Cross stared at me for a long time, a smirk on his face as if he knew something or thought he did. “Thank you for your time, Slate.”

“Yeah sure. Whatever.”

Chapter 29

Emma

“Sprinkles, Mommy?” Ash looked up at me with big blue eyes full of shock. “For real?”

I nodded. “For real. We’re celebrating.” I got a job. Weeks of sending out paper-thin resumes and filling out applications online and finally something came through. I’d done more than a dozen different job interviews, most of them online. I put on my best blouse, did just enough makeup to look presentable and put my best foot forward.

None of it had amounted to a damn thing.

“Why Mommy?” Her smile faded. “Are we going back to Daddy Alex?”

I shook my head. “Never.” In fact I’d gone to a divorce lawyer in town and asked and she told me I could file even if he disappeared. I had to make a publication in a newspaper once a week for a month, then my husband would have twenty days in which to file a response. If none was obtained, I could file for an uncontested divorce. I’d decided to go ahead with that plan once things settled, but that wasn’t the reason for my good mood today, “Mommy got a job, honey.”

She frowned. “What’ll happen to me?”

I squatted down in front of her right there in the middle of the grocery store. “In a few months when you’re old enough you’ll go to school but until then you can stay home with me because my job is online.”

“Really?” Her voice sounded uncertain. I guess to her this was all new. Alex had worked and I’d stayed at home.

“Yes, sweetheart. I can work from home, so nothing will change.”
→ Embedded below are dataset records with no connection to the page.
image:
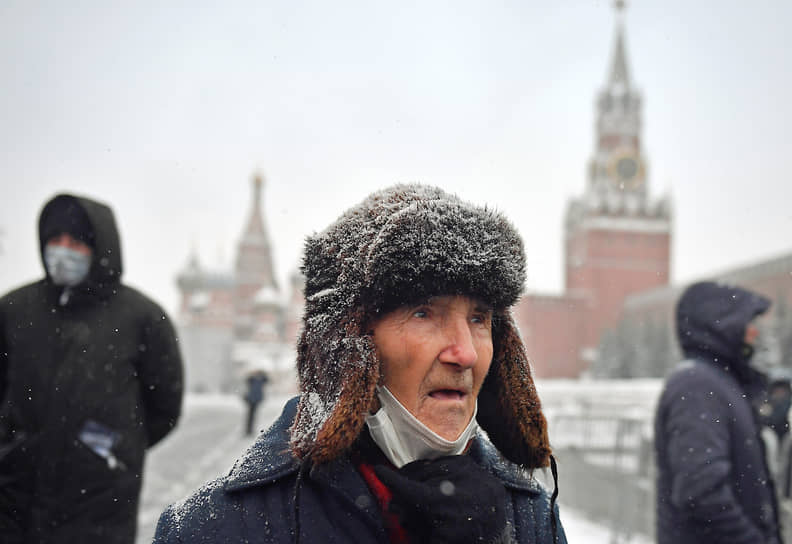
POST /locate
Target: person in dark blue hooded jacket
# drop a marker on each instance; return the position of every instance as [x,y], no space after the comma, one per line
[408,349]
[713,484]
To that news she gave a big grin.

I nodded as my own smile grew. A job. It had been years since I worked in a regular job, Alex wanted me to be totally reliant on him, and having my own income would have undermined his masculinity in his eyes, and I was nervous as hell. “Yeah, really.”

“Yay! Good job, Mommy.”

“Aww, isn’t this cute. The happy little family.” Mark’s voice loomed over us the same way his presence loomed over my life.

Just like his brother.

I stood tall and turned to face him. “What do you want Mark?”

Even his smile was a threat. “I just wanted to see how my brother’s widow was doing.”

I was proud of myself for not flinching at his accusation. “Widow? You must know something I don’t because last I heard he was in Florida living it up.”

Anger flashed in his gaze, but he cooled it quickly. “You better hope that’s true bitch or you and your little rugrat are going to pay.”

“Is that a threat,” I asked loud enough for passersby to stop and look.

“No bitch, it’s a fucking promise.” There it was again, that threat.

I took a step closer. “Then you better hope I don’t see you coming, Mark.”

“Ma’am, are you okay?” The guy who’d frosted cupcakes especially for us in the bakery stood a menacing presence with tattooed arms at the end of the aisle.

“Yeah, I’m fine. My brother-in-law is upset because his brother up and abandoned me. His name is Mark Edwards. Remember that if something happens to me, please.” I flashed him a polite smile and took Ash’s hand, leading her down the other end of the aisle.